Movie producers aren’t interested in making art. They’re interested in making money, tons of money. Like 2 tons of hundred dollar bills, as Avatar did in the first five days. Avatar, which is essentially a multimillion dollar remake of Fern Gully.

In contrast, Rotten Tomatoes’ No. 1 most highly rated movie of 2009, a small Chinese documentary called Last Train Home, made $0.2 million in its theatrical run.

Good movies are still being made, and it’s not always bad to see explosions or nudity, as long as they don’t detract from the overall substance of the film.

You want explosions? Why not see the Hurt Locker, a fantastic war film from last year.

Do you want to see beautiful people being sad? Never Let Me Go, which recently played in Lexington, has Keira Knightley (of Pirates of the Caribbean fame) naked and occasionally sad.

Big budget movies also aren’t all bombastic catastrophes — take the simultaneously comedic and dramatic film The Social Network.

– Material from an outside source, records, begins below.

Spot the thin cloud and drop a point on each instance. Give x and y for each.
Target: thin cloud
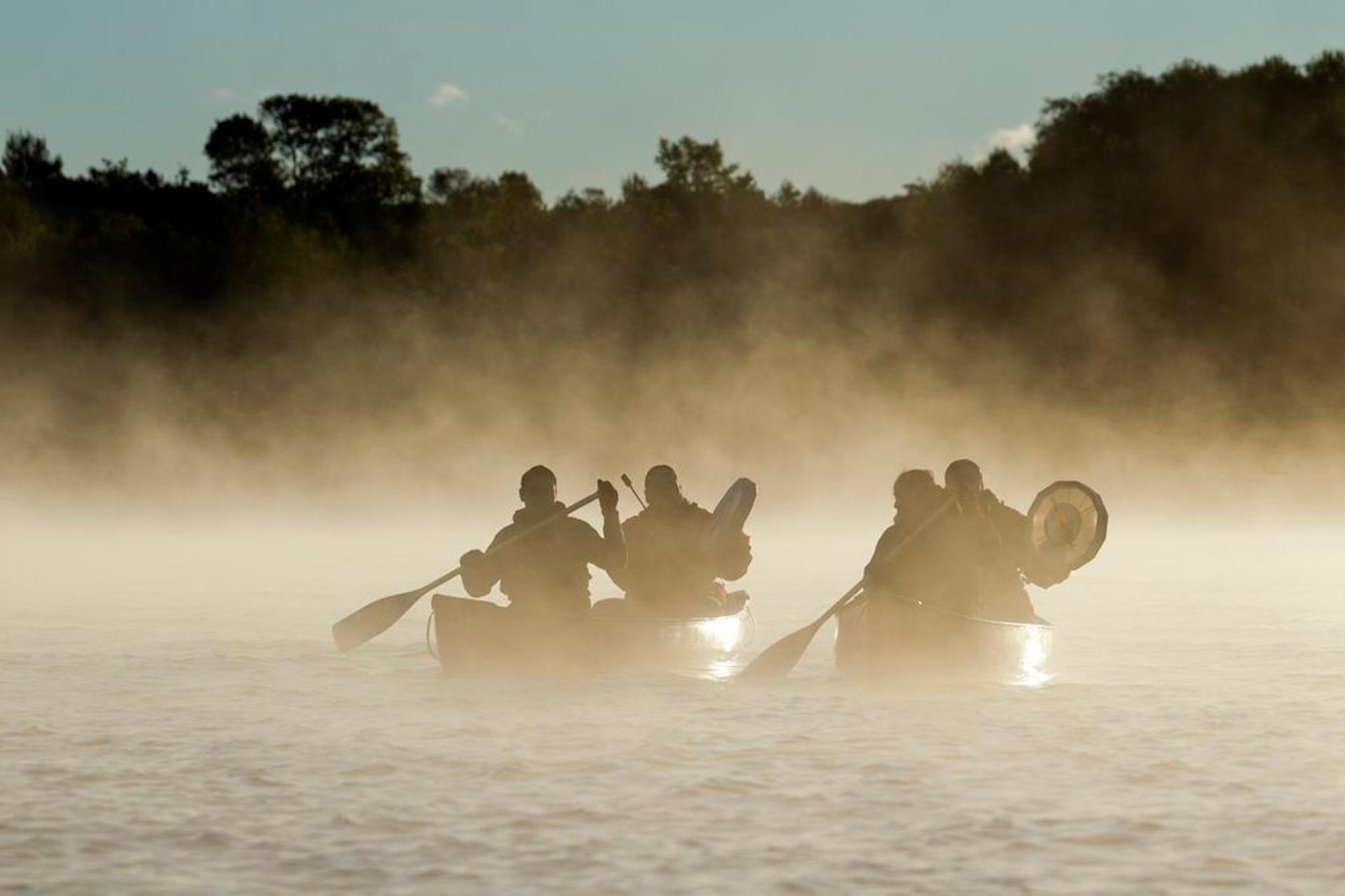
(513, 125)
(1013, 139)
(447, 95)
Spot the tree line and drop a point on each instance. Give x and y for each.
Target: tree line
(1194, 219)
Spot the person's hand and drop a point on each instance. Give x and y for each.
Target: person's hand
(607, 497)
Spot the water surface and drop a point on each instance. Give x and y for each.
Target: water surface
(175, 720)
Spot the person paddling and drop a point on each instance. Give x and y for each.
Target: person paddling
(672, 567)
(925, 570)
(548, 572)
(993, 540)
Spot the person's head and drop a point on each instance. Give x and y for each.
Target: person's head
(537, 488)
(661, 486)
(912, 490)
(963, 481)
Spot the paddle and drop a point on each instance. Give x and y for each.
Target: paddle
(640, 501)
(374, 619)
(779, 659)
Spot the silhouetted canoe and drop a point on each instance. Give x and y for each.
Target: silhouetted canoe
(475, 637)
(897, 640)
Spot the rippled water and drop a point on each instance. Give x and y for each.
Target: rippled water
(172, 719)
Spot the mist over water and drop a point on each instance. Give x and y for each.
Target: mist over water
(177, 720)
(200, 481)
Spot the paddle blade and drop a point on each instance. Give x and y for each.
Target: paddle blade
(373, 619)
(776, 661)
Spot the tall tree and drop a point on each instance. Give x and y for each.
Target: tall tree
(324, 151)
(27, 160)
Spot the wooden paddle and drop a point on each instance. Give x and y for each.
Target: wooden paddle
(640, 501)
(374, 619)
(783, 656)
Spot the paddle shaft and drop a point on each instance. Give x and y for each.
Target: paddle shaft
(779, 659)
(639, 501)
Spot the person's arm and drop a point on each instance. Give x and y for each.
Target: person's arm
(481, 571)
(874, 568)
(735, 558)
(618, 574)
(611, 552)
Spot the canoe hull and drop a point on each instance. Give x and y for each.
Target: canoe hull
(475, 637)
(892, 640)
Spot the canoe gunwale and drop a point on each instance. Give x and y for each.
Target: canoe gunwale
(483, 637)
(895, 638)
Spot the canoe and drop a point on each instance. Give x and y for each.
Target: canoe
(476, 637)
(895, 640)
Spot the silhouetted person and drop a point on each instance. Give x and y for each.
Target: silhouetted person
(548, 571)
(993, 541)
(925, 567)
(672, 567)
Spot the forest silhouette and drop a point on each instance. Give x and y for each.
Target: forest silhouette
(1164, 235)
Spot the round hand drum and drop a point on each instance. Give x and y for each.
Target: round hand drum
(1067, 525)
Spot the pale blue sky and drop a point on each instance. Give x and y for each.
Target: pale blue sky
(857, 99)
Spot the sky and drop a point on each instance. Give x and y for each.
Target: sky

All of these movies are “good” and they’re all out there, ready to be seen. On that end, The Kentucky Theatre is the last vestige of sanity in the world of Lexington cinema, and the only place I know of where you can have a pumpkin cookie while you watch your movie.

So go ahead. Spend an hour’s worth of pay to see explosions and breasts and a movie that you’ll forget in a week. Go and see Saw 20, even if they stopped being remotely shocking after the first trailer. I’ll be at the Kentucky Theatre crying about the fall of modern cinema. Enjoy your explosions.